2.5. Variables During Follow-Up

During follow-up, ACM and progression to ESKD were evaluated as poor outcomes of MPA/GPA. ACM was defined as death from any cause after diagnosis, and ESKD was defined as a clinical state requiring renal replacement therapy [27]. The follow-up duration based on each poor outcome was defined as the period from AAV diagnosis to each poor outcome occurrence for patients with each poor outcome, whereas that from AAV diagnosis to the last visit for those without. The use of glucocorticoids and immunosuppressive agents after diagnosis was also assessed. PEX was considered acceptable for inclusion if it was performed for DAH or RPGN that occurred within four weeks after diagnosis. PEX was conducted immediately following the first cycle of remission induction therapy for MPA/GPA refractory to RTX and/or CYC. In addition, PEX was performed concurrently with RTX and/or CYC in patients with life-threatening MPA/GPA.

2.6. Statistical Analyses

All statistical analyses were conducted using IBM SPSS Statistics for Windows, version 26 (IBM Corporation, Armonk, NY, USA). Continuous variables were expressed as the median with interquartile range. Categorical variables were presented as numbers and percentages. Differences between categorical variables were analysed using the chi-square test or Fisher’s exact test, as appropriate. Meanwhile, differences between continuous variables were evaluated using the Mann–Whitney U test. Cumulative survival rates between groups were compared using the Kaplan–Meier survival test with the log-rank test. A P-value of less than 0.05 was considered statistically significant.

3. Results

3.1. Clinical Data at MPA/GPA Diagnosis

The median age of the 34 patients (22 MPA and 12 GPA) receiving PEX was 67 years (15 men and 19 women). Among them, two patients were diagnosed with ANCA-negative vasculitis (one MPA and one GPA) (Figure 1). The median BVAS, FFS, SF-36 PCS, and MCS were 18.0, 2.0, 35.8, and 27.5, respectively. Based on BVAS items, the most frequently affected major organ system was the lungs (88.2%), followed by the kidneys (85.3%). The median ESR and CRP were 63.5 mm/hr and 44.9 mg/L, respectively. The remaining laboratory data are presented in Table 1.

3.2. Clinical Data During Follow-Up

Of the 34 patients, 28 (82.4%) underwent PEX owing to RPGN and 6 (17.6%) due to DAH. During follow-up, 13 patients (38.2%) died after a median duration of 33.8 months following diagnosis, whereas 15 (44.1%) progressed to ESKD after a median duration of 10.5 months. All patients received glucocorticoids, and the most frequently administered immunosuppressive agent was CYC (82.4%), followed by mycophenolate mofetil (64.7%) (Table 2).

3.3. Comparison of Clinical Data at AAV Diagnosis and During Follow-Up Between ANCA-Positive and ANCA-Negative MPA/GPA Patients Receiving PEX

At AAV diagnosis, serum total protein and CRP levels were apparently higher in ANCA-positive MPA/GPA patients than in ANCA-negative patients; however, these differences were not clinically significant. During follow-up, there were no meaningful differences in the incidence of ACM or progression to ESKD between ANCA-positive and ANCA-negative MPA/GPA patients who underwent PEX. Furthermore, the medications administered during follow-up did not differ between the two groups (Table 3).

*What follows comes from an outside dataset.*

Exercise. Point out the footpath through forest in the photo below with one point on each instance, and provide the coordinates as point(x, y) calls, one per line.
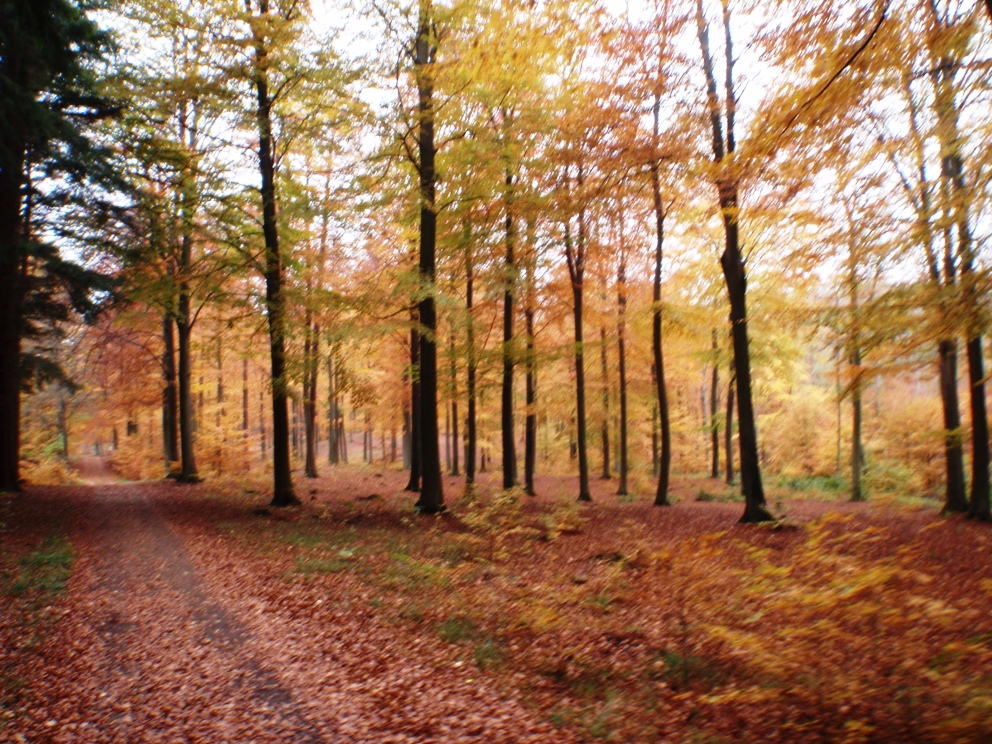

3.4. Comparison of Cumulative Survival Rates Between ANCA-Positive and ANCA-Negative MPA/GPA Patients Receiving PEX

The cumulative patients’ survival rate of ANCA-positive MPA/GPA patients did not differ significantly from that of ANCA-negative patients. Similarly, the cumulative ESDK-free survival rate did not differ between the two groups (Figure 2).

4. Discussion

Given that circulating ANCA in peripheral blood directly contributes to the initiation and exacerbation of vasculitis in the pathogenesis of AAV [10], it can reasonably be inferred that PEX, which has the potential to remove circulating ANCA, may play a pivotal role in inducing and maintaining remission in ANCA-positive MPA/GPA [14,26]. In addition, when the efficacy of conventional remission induction therapy is insufficient, or when clinical manifestations are so severe that it is difficult to await the full therapeutic responses, PEX may need to be considered even in ANCA-negative MPA/GPA patients as an adjunctive therapeutic modality in real clinical practice [12,13]. To address this clinical challenge, the present study included MPA/GPA patients receiving PEX and retrospectively compared the therapeutic efficacies and preventive effects of PEX on ACM and ESKD between ANCA-positive and ANCA-negative MPA/GPA patients presenting with DAH and/or RPGN. Several findings were obtained. First, among the 336 patients with AAV, 34 MPA/GPA patients underwent PEX. Second, of these 34 patients, PEX was performed owing to DAH and RPGN in 17.6% and 82.4%, respectively. Third, among the patients who underwent PEX, two were diagnosed with ANCA-negative vasculitis (one MPA and one GPA). Fourth, during follow-up, 13 patients died and 15 progressed to ESKD. Fifth, no clinically significant differences in variables at AAV diagnosis and during follow-up were observed between ANCA-positive and ANCA-negative MPA/GPA patients. Finally, cumulative patients’ and ESKD-free survival rates did not differ between the two groups.
Given the clinical role of PEX in alleviating disease activity and improving poor outcomes of AAV by removing circulating ANCA in peripheral blood, it might initially seem clinically unreasonable to consider PEX in treating ANCA-negative MPA/GPA. However, the present study demonstrated that PEX yielded non-inferior results in ANCA-negative MPA/GPA patients compared with ANCA-positive MPA/GPA patients despite the limited sample size. Several inferences were made regarding the potential mechanism of PEX in ANCA-negative MPA/GPA patients. The first inference was that circulating ANCA may have been present but undetectable owing to titres being below the threshold of detection [18,28]. This hypothesis has two implications: first, that spontaneous fluctuations in ANCA concentration may result in temporary seronegativity, and second, that the sensitivity of current immunoassay techniques may be insufficient to detect very low antibody levels. The second inference was that ANCA-negativity might result from antigenic epitope diversity, implying the presence of ANCA variants that fail to recognise the specific epitopes used in standard detection assays [29]. Conversely, the third inference was that even in the absence of circulating ANCA, PEX may exert therapeutic benefits in MPA/GPA by removing various inflammatory mediators involved in AAV pathophysiology [30,31]. Considering the balance between the therapeutic benefits and potential complications of PEX, the last hypothesis could provide a rationale for its use as a therapeutic option in severe and refractory ANCA-negative MPA/GPA in clinical practice [32].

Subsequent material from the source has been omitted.